Another writer, William VanGemerin(?), writing in the West Minister Theological Journal, 1983, said, "Israel is the hermeneutical crux in the interpretation of prophecy."  I love it when it comes out of Westminster Theological Seminary, which, of course, is a seed bed of amillennial thinking, but there are men and there always have been who take the Word at its face value.  The key to eschatology then is Judeo centrism, if you want to coin a phrase.  The key to  eschatology is Judeo centrism which alone provides the cohesive base to integrate the various features of biblical prophecy.  Still for centuries, right up until now, and I want to talk to you a little bit about this, there is a strong...let's use Barry Horner's term "Anti-Judaism."  There is a strong anti-Judaism, not Semitism...not anti-Semitism as though it were a racial thing, but anti-Judaism as though it is a religious thing.  There is a strong anti-Judaism in Reformed Theology saying Israel had lost its election, lost the right to all its covenants and promises.

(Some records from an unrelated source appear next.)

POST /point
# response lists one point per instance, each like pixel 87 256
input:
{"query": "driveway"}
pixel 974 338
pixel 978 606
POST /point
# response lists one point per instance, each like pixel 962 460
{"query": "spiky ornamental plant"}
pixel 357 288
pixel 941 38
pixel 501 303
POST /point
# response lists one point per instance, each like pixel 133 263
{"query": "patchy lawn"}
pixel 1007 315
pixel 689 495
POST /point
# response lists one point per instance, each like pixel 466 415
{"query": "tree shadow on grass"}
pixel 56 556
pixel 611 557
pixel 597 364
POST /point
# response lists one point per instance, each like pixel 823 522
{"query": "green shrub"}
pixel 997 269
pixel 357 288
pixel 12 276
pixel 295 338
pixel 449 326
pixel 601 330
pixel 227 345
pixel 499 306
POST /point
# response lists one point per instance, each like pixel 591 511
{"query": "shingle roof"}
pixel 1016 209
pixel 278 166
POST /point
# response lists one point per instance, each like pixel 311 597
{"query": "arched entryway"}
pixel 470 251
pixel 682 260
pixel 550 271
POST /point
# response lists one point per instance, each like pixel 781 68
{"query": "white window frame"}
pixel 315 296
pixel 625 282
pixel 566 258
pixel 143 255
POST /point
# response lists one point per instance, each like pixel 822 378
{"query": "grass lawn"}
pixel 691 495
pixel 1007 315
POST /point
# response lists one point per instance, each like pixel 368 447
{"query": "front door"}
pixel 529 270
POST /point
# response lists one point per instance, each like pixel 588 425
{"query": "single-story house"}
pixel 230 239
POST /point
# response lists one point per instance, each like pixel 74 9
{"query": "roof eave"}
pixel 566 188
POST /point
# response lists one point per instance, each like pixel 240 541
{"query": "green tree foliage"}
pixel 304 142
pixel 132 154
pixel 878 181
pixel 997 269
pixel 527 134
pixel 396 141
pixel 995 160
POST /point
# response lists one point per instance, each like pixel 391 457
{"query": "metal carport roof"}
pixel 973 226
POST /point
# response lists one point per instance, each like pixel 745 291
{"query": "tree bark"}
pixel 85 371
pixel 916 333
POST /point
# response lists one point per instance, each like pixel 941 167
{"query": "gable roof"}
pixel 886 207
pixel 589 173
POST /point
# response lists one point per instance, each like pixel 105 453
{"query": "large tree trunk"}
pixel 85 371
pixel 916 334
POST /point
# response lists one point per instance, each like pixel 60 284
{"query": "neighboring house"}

For example, George Murray writing in Millennial Studies says, "To be sure the nation was sovereignly chosen by God, but God no longer deals with them as a chosen nation."  I don't want to put words in their mouths so there are their own words.  They were chosen, they aren't chosen anymore.  They were elect, they're not elect anymore.  Some contemporary anti-Judaism replacement theology, Anglicans, are so derogatory as to be anti-Israel and pro-Palestinian.  In fact, some of them, according to Horner, would be delighted if the Arabs pushed Israel right into the Mediterranean Sea.  This comes very clear in the book Future Israelwhich Horner writes is, quote, "Dedicated to the elucidation of the pre-mil perspective, especially as it focuses on national Israel that has been ignored, belittled, and distorted in Calvinistic Reformed and Sovereign Grace circles," end quote.  Pretty direct, but true.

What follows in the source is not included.